Кристиана была тоненьким, как тростиночка, длинноногим существом с детским личиком а-ля Пеппи Длинный Чулок. Только что избежав неудачного брака, она была буквально одержима страстью к эксцентричной жизни.
Кристиана стала для меня, все еще не пережившего утрату амурных отношений, с чем я долго не мог справиться душевно, идеальным партнером, как и я для нее по той же причине. Мы накинулись друг на друга, как два беснующихся оголодавших зверя, и каждый искал в другом что-то свое, но только не общее для двоих. Мы бросились очертя голову в бездонные пропасти чувственных страстей, взмывали в отчаянии на головокружительную высоту, чтобы вдруг рухнуть оттуда на простыни той самой просторной кровати, которую я приобрел несколько месяцев назад для семейного гнездышка.

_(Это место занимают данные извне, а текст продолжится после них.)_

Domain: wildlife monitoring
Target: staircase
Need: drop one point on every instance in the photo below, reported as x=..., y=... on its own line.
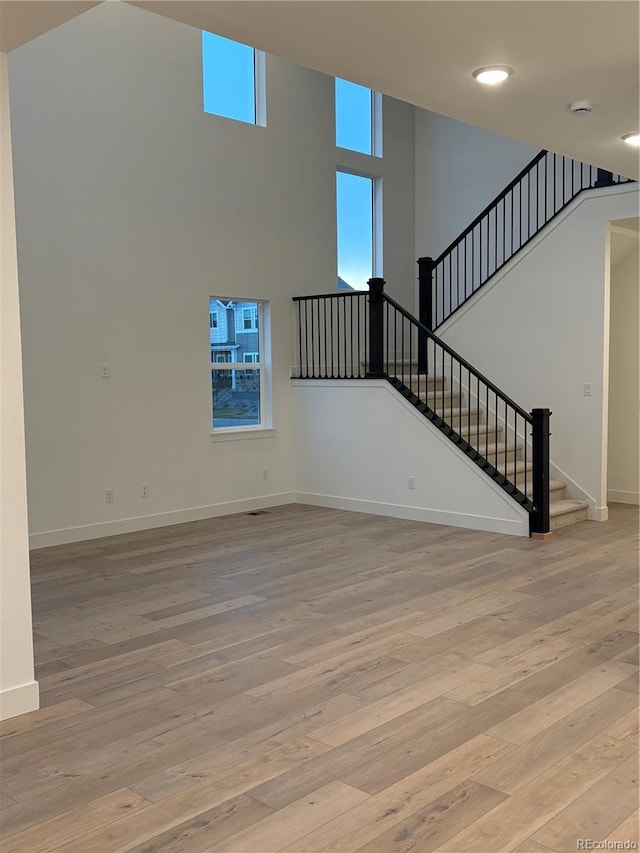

Покинув Штутгарт, я покинул и эту женщину. Покинул «друзей» и то удивительное промежуточное время своей жизни, которая до того была отмечена печатью глубинной задумчивости, внутренней борьбы и преодоления душевных противоречий и несогласия с самим собой. Я отправился во Франкфурт без всякого сожаления, без боли расставания, даже ни разу не оглянувшись назад.
Первого июля 1968 года я приступил к работе на оптово-розничной выставке-ярмарке Биржевого объединения германской книжной торговли на Кляйнер-Хиршграбен во Франкфурте, фирме-устроителе Франкфуртской книжной ярмарки, но то, что именно ей я посвящу всю свою дальнейшую жизнь, я тогда не предполагал.
Вторжение в Чехословакию войск стран — участниц Варшавского договора положило внезапный конец полной надежд на пробуждение Пражской весне Дубчека и его прогрессивных соратников. Утром 21 августа отсвет этого кошмара лежал на лицах всех, кто ехал со мной в трамвае из франкфуртского предместья Бонамес, где я жил в меблированной комнате, в город, а там на улицах люди собирались в кучки вокруг прохожих, у которых в руках были транзисторы.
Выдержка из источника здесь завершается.